Vengono costruiti nuovi forni, nuovi fabbricati e viene ampliata la produzione degli isolatori termici per far fronte alla crescente richiesta del mercato. Siamo nella Belle Époque, si impone anche un nuovo stile che stupisca e soddisfi la nuova borghesia. Accanto alle forme barocche e neoclassiche, ai disegni con delicati fiori, scene bucoliche e mitologiche della tradizione, si creano nuovi modelli allungati, capricciosi, decorati nel nuovo stile venuto da Vienna: il Liberty. È un trionfo. Richard acquisisce nuove manifatture, a Pisa, a Mondovì, a Napoli, a Vado dove si produce il grés. Copre tutto il mercato nazionale. Partecipa a tutte le mostre internazionali, da Parigi a Venezia e vince quasi sempre.

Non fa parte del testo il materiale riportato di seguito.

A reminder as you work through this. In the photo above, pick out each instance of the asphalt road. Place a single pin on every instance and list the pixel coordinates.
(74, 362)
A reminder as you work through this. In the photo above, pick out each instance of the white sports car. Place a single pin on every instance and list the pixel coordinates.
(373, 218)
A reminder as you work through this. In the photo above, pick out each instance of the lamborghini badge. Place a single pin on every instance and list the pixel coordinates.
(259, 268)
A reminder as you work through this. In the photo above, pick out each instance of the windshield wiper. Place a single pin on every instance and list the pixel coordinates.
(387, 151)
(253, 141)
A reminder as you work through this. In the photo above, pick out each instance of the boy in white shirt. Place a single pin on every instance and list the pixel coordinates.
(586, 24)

Accanto alla produzione alta, la Richard Ginori apre anche al mercato popolare, con terraglie e ceramiche. Dal ’23 al ’38 ne assume la direzione artistica Giò Ponti che crea autentici capolavori, richiesti da tutta la raffinata borghesia internazionale. Negli anni ’60 la Richard Ginori si mette a produrre anche sanitari per bagno: il marchio diventa ancora più familiare. A Milano, lungo il Naviglio, proprio davanti alla chiesa di San Cristoforo, ci sono ancora gli storici capannoni dove aveva cominciato la sua avventura imprenditoriale Giulio Richard. La fabbrica era stata chiusa nel ’70, per colpa – si diceva – di Sindona. Faceva tristezza vederla andare in rovina, abbandonata. Poi, più o meno una decina dopo, alcune società immobiliari avevano cominciato a ristrutturarla e l’avevano trasformata in eleganti loft. Speculazione edilizia o riconversione, bonifica urbana, o un po’ l’una e un po’ l’altra.
Comunque la fabbrica di Sesto Fiorentino continuava a produrre vecchi e nuovi servizi, sempre bellissimi, sempre molto richiesti. Era anche stato costruito un magnifico museo e una Scuola d’Arte per formare i giovani alle tecniche tradizionali. Le cose sono andate bene fino al ’70, quando è diventata una controllata del gruppo Sindona, che nel ’73 la cede alla Liquigas di Raffaele Ursini, che a sua volta la passa alla Sai di Salvatore Ligresti. Nel 2006 un breve, disastroso passaggio alla Bormioli, che vorrebbe utilizzare lo storico marchio per prodotti di bassa qualità, adatti alle catene della grande distribuzione. Infine, nel 2007, il gruppo Ginori passa alla Starfin di Roberto Villa, che proprio nell’area occupata dalla fabbrica di Sesto Fiorentino aveva un progetto edilizio per un valore di 30 milioni di euro e oggi dichiara il fallimento.